Format: ORAL

Terezie Mandkov1, Judita Zozomov-Lihov2, Hiroshi Kudoh3, Yunpeng Zhao4, Martin A. Lysak1, and Karol Marhold2,5

1 Central European Institute of Technology, and Faculty of Science, Masaryk University, Brno, Czech Republic, 2 Plant Science and Biodiversity Centre, Slovak Academy of Sciences, Bratislava, Slovak Republic, 3 Center for Ecological Research, Kyoto University, Otsu, Japan, 4 The Key Laboratory of Conservation Biology for Endangered Wildlife of the Ministry of Education, College of Life Sciences, Zhejiang University, Hangzhou, China; Laboratory of Systematic and Evolutionary Botany and Biodiversity, Institute of Ecology and Conservation Centre for Gene Resources of Endangered Wildlife, Zhejiang University, Hangzhou, China, 5 Department of Botany, Faculty of Science, Charles University, Prague, Czech Republic

The genus Cardamine (Brassicaceae), encompassing over 200 species, exhibits a global distribution except of Antarctica. C. occulta, an octoploid (2n=64) weed indigenous to Eastern Asia, has become invasive after introductions to various continents, including Europe.
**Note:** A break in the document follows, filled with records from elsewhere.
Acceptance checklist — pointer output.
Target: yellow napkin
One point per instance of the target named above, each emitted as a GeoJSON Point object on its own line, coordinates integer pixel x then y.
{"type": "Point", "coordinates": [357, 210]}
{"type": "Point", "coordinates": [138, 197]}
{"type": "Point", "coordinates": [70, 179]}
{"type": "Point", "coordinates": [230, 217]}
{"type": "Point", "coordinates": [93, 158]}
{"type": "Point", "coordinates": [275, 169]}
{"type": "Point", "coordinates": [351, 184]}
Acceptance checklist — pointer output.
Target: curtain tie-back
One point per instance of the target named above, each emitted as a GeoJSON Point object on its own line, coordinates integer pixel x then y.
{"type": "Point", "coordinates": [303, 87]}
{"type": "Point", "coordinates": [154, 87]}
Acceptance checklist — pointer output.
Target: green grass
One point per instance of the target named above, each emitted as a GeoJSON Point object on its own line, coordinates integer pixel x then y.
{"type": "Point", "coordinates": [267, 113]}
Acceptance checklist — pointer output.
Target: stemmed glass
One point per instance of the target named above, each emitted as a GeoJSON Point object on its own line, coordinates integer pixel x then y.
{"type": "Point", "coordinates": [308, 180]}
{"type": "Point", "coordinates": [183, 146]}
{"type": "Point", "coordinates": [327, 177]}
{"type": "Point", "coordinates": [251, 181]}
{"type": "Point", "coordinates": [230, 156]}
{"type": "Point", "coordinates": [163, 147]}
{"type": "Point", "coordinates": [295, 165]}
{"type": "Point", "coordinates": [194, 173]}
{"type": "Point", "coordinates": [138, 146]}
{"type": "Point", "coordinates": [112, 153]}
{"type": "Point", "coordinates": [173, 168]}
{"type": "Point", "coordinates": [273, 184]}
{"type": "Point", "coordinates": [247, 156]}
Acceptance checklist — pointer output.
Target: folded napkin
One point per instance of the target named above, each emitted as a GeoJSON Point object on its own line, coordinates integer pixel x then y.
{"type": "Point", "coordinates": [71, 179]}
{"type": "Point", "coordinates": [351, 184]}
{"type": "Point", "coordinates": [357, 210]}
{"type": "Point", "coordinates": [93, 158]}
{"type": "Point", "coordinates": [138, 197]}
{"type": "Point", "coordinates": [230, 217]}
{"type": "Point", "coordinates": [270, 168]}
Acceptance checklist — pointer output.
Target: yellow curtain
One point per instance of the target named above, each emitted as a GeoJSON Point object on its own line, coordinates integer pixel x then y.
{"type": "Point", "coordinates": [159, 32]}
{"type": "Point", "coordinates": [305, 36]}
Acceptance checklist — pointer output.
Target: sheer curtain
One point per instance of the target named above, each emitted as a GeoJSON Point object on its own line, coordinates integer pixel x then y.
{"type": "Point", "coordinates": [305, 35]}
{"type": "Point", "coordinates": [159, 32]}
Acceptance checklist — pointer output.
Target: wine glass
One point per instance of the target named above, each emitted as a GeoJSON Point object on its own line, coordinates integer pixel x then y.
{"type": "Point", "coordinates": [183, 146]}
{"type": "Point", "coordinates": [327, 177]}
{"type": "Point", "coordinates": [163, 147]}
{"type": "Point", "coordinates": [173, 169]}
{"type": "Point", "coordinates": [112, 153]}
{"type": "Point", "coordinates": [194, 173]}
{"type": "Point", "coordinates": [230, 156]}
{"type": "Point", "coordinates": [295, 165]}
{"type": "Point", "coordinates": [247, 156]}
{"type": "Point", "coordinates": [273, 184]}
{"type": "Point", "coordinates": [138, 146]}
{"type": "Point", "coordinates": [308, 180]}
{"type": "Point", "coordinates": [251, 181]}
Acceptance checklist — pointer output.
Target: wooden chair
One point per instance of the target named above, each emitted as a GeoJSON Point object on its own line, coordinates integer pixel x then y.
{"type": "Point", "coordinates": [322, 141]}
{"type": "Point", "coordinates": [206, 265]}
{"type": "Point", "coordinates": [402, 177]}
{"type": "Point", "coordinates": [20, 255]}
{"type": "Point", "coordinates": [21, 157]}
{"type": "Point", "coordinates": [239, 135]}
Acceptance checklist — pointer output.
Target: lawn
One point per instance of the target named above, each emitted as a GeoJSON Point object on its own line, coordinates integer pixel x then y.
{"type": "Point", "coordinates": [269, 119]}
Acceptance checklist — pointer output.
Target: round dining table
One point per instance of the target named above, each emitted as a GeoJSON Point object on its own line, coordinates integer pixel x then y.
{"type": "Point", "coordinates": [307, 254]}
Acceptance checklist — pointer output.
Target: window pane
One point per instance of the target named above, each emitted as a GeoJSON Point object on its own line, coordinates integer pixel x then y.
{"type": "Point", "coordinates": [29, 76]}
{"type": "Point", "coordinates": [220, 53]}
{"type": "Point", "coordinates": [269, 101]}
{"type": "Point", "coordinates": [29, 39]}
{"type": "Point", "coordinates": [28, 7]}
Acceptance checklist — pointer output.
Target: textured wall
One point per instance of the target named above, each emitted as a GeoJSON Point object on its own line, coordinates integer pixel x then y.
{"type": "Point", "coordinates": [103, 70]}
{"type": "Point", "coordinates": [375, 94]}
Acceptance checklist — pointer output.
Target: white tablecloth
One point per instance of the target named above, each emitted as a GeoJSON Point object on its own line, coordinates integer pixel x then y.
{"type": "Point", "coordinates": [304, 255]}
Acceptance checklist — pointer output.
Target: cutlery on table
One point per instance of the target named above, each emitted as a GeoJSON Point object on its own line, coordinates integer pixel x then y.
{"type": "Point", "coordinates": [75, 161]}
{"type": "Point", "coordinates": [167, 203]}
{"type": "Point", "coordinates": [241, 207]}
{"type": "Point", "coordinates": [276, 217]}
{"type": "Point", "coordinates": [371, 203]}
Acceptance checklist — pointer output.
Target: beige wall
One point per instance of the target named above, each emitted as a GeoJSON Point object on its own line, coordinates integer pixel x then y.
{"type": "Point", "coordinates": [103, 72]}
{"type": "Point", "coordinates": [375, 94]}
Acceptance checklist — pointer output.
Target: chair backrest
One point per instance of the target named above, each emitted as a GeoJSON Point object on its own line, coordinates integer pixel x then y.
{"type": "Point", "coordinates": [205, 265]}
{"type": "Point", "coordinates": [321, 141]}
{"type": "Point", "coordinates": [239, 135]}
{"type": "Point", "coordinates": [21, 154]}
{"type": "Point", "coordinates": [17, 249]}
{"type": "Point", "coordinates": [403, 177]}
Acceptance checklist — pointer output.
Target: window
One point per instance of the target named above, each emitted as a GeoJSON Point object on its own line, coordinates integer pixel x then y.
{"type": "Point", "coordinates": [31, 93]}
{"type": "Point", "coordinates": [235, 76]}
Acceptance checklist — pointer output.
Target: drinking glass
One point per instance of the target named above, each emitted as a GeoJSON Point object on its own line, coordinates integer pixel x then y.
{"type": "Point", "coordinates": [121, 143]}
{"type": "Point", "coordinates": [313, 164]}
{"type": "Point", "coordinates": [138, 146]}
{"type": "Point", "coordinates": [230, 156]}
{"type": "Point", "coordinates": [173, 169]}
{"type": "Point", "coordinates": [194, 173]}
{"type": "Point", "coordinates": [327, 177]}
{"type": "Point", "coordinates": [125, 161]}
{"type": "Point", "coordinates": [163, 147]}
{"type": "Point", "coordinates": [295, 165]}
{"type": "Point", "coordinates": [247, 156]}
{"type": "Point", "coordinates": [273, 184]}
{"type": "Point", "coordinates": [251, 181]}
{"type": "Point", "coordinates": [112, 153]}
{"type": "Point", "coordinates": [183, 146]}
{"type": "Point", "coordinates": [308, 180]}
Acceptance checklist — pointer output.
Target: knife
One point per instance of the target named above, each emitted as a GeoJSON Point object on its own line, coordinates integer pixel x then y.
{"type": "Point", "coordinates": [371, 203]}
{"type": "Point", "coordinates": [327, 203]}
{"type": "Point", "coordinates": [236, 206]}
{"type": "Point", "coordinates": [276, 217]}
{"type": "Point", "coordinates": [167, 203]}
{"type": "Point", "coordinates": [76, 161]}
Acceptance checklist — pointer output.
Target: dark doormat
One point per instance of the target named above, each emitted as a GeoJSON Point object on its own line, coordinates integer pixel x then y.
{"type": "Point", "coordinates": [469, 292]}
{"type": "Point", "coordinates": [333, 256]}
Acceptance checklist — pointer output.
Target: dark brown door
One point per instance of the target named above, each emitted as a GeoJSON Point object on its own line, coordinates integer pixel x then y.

In Europe this species first appeared in the Mediterranean region, particularly in Spain and in Italy (here due to rice cultivation near Torino). C. occulta shares its Eastern Asian habitat with related species such as the tetraploid (2n=32) C. kokaiensis and C. scutata, as well as the octoploid (2n=64) C. dentipetala. Genomic in situ hybridization and large-scale comparative chromosome painting were employed to elucidate the parental genomes and chromosome composition of these Cardamine species. All species trace their lineage to a common ancestral Cardamine genome (n=8), structurally resembling the Ancestral Crucifer Karyotype (n = 8) but differentiated by a translocation between chromosomes AK6 and AK8. The allotetraploid C. scutata resulted from hybridization between the diploids C. parviflora and C. amara. Conversely, C. kokaiensis has an autotetraploid origin related to C. parviflora. Notably, the octoploid C. occulta likely originated through hybridization between the tetraploids C. scutata and C. kokaiensis. The octoploid genome of C. dentipetala probably originated from C. scutata via autopolyploidization. Apart from a five species-specific centromere repositionings and one pericentric inversion post-dating polyploidization events, parental subgenomes remained stable in Asian tetra- and octoploids. Post-polyploid evolution in Asian Cardamine polyploids did not involve descending dysploidy or intergenomic rearrangements. The combination of diverse parental (sub)genomes adapted to distinct habitats conferred an evolutionary advantage to newly formed polyploids, allowing them to occupy new ecological niches. The revealed genomic insights into Cardamine polyploids not only enhance our understanding of their evolutionary history but also provide valuable knowledge for the targeted management of invasive species.